I'd like my Blackberry devices to get and possibly set data to the server, and am a little confused by all the options:
RIM-Push/Pap-Push. Use any library that is able to compose a HTTP GET request to the MDS-CS service (not MDS-IS). This is a one way operation from the server to the device.
RIM-Push (Push a URL and or shorcut to a device for possible offline viewing)
PAP-Push (Same as above, BUT allows for message confirmation of delivery)
WebServices: Use Visual Studio 2008 to create a Web Services only project. I'm unclear if this is supported anymore, or if MDS-IS is used. This is a 2 way operation.
MDS-IS: Use Eclipse to develop the applications and Java is required, I am unsure of what client libraries are able to do (2 way operation).
Let me know if missing any option, or if I need to revise my understanding of the basics
This is actually quite a broad question - there are a lot of ways for a BlackBerry device to interact with a server, and the ideal way depends heavily on your specific application.
Generally:
MDS Studio: the Visual Studio 2008 method is no longer actively supported. It was a mostly visual forms designer, but not a great solution for a lot of reasons. Basically, don't use it.

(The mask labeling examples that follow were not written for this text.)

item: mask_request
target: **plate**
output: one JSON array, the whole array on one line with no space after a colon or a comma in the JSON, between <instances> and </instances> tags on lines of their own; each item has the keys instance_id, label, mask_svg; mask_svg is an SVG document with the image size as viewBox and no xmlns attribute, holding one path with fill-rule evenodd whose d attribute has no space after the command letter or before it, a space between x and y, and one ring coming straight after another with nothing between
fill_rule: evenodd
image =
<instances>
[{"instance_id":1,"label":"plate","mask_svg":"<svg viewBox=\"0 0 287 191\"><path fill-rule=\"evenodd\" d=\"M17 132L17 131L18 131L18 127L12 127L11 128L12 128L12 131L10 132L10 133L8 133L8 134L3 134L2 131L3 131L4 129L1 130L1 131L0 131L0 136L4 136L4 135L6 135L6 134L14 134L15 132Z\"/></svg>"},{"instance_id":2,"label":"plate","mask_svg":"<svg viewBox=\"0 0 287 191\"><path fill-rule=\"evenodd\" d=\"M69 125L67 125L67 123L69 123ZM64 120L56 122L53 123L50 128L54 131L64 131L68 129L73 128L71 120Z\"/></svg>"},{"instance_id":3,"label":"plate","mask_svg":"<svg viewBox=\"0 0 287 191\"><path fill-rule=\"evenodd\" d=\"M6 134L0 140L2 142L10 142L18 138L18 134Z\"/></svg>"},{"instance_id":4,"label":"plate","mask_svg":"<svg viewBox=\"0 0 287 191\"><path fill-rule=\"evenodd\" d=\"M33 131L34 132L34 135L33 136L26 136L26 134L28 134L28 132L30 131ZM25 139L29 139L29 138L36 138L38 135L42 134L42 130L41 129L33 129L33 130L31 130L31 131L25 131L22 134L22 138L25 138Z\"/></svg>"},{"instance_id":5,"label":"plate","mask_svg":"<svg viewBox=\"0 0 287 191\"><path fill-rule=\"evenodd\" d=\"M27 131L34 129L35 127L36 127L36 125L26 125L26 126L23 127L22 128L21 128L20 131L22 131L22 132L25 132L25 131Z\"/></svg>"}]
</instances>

Mobile Web: Depending on what you need to do, this might work. Everything server side. The thing to be aware of (and why this doesn't work for a lot of problems) is that prior to BlackBerry 6 the browser wasn't very capable, either in terms of HTML support or JavaScript support. You can, however, create shortcuts to mobile web sites which appear as icons on the BlackBerry homescreen. And you can use BlackBerry Web Signals: http://na.blackberry.com/eng/developers/browserdev/websignals.jsp to push changes to mobile web pages to devices
Widgets: Supported in BlackBerry OS 5 and higher. http://na.blackberry.com/eng/developers/browserdev/widgetsdk.jsp These are packaged much like 'native' BlackBerry apps, but written using HTML and JavaScript. Can be a good option for rapid development if you're ok with just targeting OS 5, and with the limitations of the BlackBerry Browser. Lots of JavaScript hooks to system functions, so they give you more functionality than pure mobile web, and you can distribute them through App World and the like.

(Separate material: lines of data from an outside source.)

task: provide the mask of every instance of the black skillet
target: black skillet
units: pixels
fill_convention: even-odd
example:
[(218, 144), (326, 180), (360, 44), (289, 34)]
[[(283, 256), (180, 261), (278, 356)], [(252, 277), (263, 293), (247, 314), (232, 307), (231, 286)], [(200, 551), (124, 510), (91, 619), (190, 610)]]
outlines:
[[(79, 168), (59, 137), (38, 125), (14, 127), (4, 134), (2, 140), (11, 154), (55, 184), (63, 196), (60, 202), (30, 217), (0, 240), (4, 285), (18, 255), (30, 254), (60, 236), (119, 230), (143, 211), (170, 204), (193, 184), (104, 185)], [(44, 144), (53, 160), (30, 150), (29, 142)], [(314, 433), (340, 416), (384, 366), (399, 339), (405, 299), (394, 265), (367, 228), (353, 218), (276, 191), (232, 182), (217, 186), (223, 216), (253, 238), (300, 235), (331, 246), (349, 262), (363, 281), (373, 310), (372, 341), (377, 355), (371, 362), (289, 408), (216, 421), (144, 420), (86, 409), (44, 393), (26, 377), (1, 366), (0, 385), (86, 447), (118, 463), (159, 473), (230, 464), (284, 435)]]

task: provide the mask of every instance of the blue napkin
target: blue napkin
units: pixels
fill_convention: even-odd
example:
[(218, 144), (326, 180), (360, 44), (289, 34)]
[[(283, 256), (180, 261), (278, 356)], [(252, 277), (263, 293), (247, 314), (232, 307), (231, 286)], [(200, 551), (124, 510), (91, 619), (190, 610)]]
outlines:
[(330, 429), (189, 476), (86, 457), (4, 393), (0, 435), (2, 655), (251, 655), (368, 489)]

Java Apps: Most development work, but you get potentially the best user experience, and the most functionality. Too broad a topic to cover adequately here, but there are a lot of questions related to these on SO and elsewhere. A good starting point is the BlackBerry developer zone: http://www.blackberry.com/developers RIM Push and PAP Push both fall into this category, as they interact with Java apps, though there are other methods that you can use to achieve similar results (client polling, or I've even seen SMS or email used to push info or wake up a client, though this isn't recommended by RIM).
For a deeper overview of the options I'd recommend a book by my friend John Wargo, called BlackBerry Development Fundamentals. He covers the various options pretty well.